TBMM Bütçe Komisyonunda, memur aylık artışı tartışılırken, bir parlamenterimiz, "En düşük, 87 milyon alıyor." dedi, memur aylığının alt sınırını belirtmek için, kendince.
* En düşük olan" memur mu, aylık mı? Düşük olan bir şey var da...
4. Halkın dil sezgisini kavrayabilselerdi:
Osman Nuri Poyrazoğlu'nun '80 İle '90 Arası kitabında okudum: "Tespihimin ipi kırıldı." demiş arkadaşım. Sokak satıcısı, "Tespihin ipi kırılmaz, kopar be." diye düzeltmiş sözü.
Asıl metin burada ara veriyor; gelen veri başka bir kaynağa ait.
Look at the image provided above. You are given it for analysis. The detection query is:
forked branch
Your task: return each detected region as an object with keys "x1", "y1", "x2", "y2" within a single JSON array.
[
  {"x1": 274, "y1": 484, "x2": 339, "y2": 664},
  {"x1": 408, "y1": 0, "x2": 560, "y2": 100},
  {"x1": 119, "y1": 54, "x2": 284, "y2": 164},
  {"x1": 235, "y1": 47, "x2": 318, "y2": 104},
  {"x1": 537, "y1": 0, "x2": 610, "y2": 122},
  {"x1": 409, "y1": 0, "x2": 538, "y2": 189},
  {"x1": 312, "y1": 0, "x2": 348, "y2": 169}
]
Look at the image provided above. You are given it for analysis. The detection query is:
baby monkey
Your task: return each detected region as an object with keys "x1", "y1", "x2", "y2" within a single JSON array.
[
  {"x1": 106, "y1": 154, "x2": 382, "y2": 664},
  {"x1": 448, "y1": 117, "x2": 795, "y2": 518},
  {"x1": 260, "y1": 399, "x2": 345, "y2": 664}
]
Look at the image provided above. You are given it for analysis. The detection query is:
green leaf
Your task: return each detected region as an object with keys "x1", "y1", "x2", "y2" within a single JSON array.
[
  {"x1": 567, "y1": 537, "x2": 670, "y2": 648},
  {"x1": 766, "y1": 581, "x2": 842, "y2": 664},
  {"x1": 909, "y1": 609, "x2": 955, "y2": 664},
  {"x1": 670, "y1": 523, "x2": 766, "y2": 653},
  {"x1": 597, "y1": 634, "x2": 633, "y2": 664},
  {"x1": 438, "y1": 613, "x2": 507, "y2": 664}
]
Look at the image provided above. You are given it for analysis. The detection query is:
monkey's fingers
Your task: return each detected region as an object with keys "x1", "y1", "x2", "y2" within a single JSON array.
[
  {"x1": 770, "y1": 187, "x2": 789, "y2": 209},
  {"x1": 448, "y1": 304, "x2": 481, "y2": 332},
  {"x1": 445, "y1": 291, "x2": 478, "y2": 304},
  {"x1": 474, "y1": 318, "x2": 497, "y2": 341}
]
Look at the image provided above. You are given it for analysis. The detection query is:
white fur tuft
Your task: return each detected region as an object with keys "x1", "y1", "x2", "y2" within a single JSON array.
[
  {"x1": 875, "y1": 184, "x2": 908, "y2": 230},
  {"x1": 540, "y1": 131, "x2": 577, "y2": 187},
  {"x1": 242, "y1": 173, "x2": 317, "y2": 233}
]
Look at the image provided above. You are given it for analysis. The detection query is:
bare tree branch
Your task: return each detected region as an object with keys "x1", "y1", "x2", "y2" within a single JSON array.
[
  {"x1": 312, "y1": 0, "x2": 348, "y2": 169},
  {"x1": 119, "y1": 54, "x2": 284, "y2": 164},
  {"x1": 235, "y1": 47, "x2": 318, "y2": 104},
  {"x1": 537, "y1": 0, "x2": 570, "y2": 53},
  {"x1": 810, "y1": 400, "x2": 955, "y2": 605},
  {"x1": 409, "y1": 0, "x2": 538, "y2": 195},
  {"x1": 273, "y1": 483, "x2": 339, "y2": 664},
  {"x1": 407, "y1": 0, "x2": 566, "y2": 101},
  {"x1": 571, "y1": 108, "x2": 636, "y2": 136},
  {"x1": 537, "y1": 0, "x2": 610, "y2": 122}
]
* Türkçe özleştirilir, kendi özüne döndürülürken, halk kaynağı temel alınmıştır. Halk, dili kurallarıyla bilmez ama, kullanımında öyle yaya değildir pek. Çünkü dil sezgisi vardır onda. Manisi, türküsü, masalı, bilmeceleriyle yüzyılların içinden Türkçeyi bugüne getiren halktır. Ters topal da olsa, anadilimizi, doğal mantığına göre kullanır. Aydınlarımız, o doğal kullanımı, edebiyat diline, mantıksala evriltebilseydi...
Yorumlar (0 )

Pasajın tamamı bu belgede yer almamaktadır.